The ability of the camera to capture a properly illuminated image of the inspected object is dependent not only on the lens but also on the image sensor. To convert light (photons) to electrical signals, image sensors typically use charge-coupled devices (CCD) or complementary metal-oxide-semiconductor (CMOS) technology (electrons). The image sensor’s primary function is to capture light and convert it to a digital image while maintaining a balance of noise, sensitivity, and dynamic range. The image is made up of pixels.

Low light creates dark pixels, while bright pixels are created by bright light. It’s critical to ensure the camera has the correct sensor resolution for the job. The higher the resolution, the more detail and accurate measurements an image will have. Part size, inspection tolerances, and other parameters will dictate the required resolution.

4. Vision processing

Processing is the process of extracting data from a digital image, and it can happen either externally in a PC-based system or internally in a standalone vision system. The software is made up of several processing steps. The sensor is first used to obtain an image. Pre-processing may be required in some cases to optimize the image and ensure that all of the necessary features are visible. The software then locates the unique features, performs measurements, and compares them to the specification.

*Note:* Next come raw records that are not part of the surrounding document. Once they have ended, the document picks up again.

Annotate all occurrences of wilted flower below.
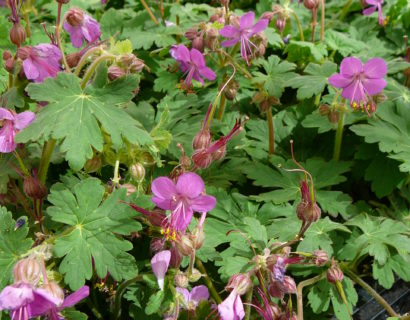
[363,0,385,26]
[0,108,34,153]
[18,43,62,82]
[151,172,216,231]
[64,8,101,48]
[329,57,387,110]
[219,11,269,64]
[169,44,216,88]
[176,285,209,311]
[151,250,171,290]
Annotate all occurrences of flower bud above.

Finally, a decision is reached, and the outcomes are shared. While many physical components of a machine vision system (such as lighting) have similar specifications, the algorithms distinguish them. When comparing solutions, they should be at the top of the priority list. Vision software configures camera parameters, makes the pass-fail decision, communicates with the factory floor, and supports HMI development, depending on the system or application.

5. Communications

Because vision systems frequently use a variety of off-the-shelf components, these components must quickly and easily coordinate and connect to other machine elements. Typically, this is accomplished by sending discrete I/O signals or data over a serial connection to a device that logs or uses information. Discrete I/O points can be connected to a programmable logic controller (PLC), which can then use the data to control a work cell, an indicator such as a stack light, or directly to a solenoid that can trigger a reject mechanism.

A traditional RS232 serial output or Ethernet can be used to communicate data over a serial connection. Some systems use a higher-level industrial protocol, such as Ethernet/IP, which can be connected to a device such as a monitor or other operator interface to provide a process-specific operator interface for easy process monitoring and control.